I’ve always respected Alistair Darling and cannot imagine him saying anything ill-considered. But listening to him interviewed last Monday on the Today programme I heard him offer, as though it were obvious, an assumption so much less obvious than he appeared to recognise, that it set me thinking: not about the admirable former chancellor but about a real divide among civilised people that our age is perhaps insufficiently aware of.
The presenter, Nick Robinson, had asked Mr Darling if he supported a second (or ‘people’s’) referendum on Brexit. No, said Darling: ‘You ask people what they think and clearly you’ve got to live with it.’
Seconds later, still speaking about Brexit, he said: ‘We’ve made a profound mistake.’
Something about the conjunction of those two statements electrified me. A non-binding plebiscite has recently been held on a constitutional change that, if made, is likely to prove irreversible. An individual of great standing and experience believes the change would be a profound mistake. So do we now think his opinion that ‘clearly you’ve got to live with it’ is anything less than a bold and contestable claim?

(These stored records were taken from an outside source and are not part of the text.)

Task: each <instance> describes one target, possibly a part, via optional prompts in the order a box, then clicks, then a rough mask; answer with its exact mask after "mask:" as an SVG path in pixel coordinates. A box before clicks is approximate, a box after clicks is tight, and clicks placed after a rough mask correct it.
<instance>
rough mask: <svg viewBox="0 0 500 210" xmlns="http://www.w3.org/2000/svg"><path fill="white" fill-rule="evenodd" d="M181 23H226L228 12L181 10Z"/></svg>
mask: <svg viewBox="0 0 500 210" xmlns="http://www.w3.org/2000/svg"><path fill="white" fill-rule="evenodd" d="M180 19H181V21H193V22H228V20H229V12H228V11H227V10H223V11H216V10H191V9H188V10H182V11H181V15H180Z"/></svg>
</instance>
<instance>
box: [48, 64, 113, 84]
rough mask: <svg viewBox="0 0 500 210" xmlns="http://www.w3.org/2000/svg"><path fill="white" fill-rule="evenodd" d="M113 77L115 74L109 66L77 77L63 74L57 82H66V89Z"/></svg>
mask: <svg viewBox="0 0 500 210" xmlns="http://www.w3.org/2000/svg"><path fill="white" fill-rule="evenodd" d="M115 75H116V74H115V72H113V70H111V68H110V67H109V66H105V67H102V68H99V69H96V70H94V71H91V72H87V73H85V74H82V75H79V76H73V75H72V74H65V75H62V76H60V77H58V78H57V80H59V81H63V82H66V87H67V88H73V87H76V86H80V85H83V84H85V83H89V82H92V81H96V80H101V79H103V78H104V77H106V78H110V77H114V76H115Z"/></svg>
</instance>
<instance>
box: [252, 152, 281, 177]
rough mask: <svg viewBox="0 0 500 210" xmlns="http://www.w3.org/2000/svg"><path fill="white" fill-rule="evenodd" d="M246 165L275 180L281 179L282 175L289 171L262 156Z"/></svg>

Don’t suppose this is just Parris on his hobby-horse again, beginning a train of reasoning whose conclusion is that we should ignore the results of the Brexit referendum because Parris doesn’t like them. I have in fact reached no conclusion. But as we proceed you may sense, with me, that here is a vast question about democracy upon whose answer it’s doubtful avowed democrats agree.

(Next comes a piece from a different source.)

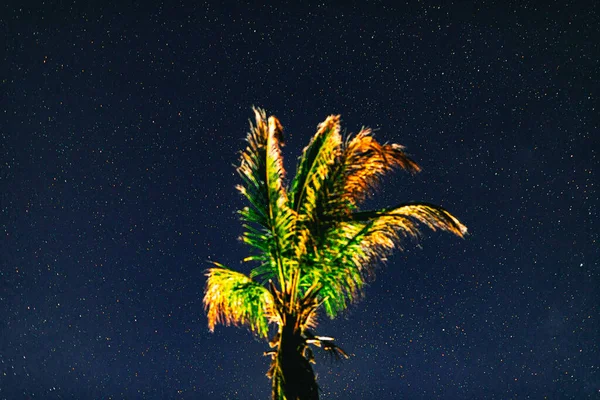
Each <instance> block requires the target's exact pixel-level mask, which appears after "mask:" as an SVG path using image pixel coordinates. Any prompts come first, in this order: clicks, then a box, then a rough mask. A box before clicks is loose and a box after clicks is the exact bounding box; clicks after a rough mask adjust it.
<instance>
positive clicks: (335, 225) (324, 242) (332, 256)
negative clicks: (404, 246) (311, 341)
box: [301, 203, 467, 318]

If you think the electorate have made a mistake, which if it is carried through is irreversible and will harm them greatly, can you — should you — as a democrat try to head them off before the damage is done?
As a staunch Remainer, I can’t get out of my head a cartoon picture of lemmings stampeding towards a cliff’s edge, with one lemming saying to another: ‘Oh quit moaning: it’s the will of the people.’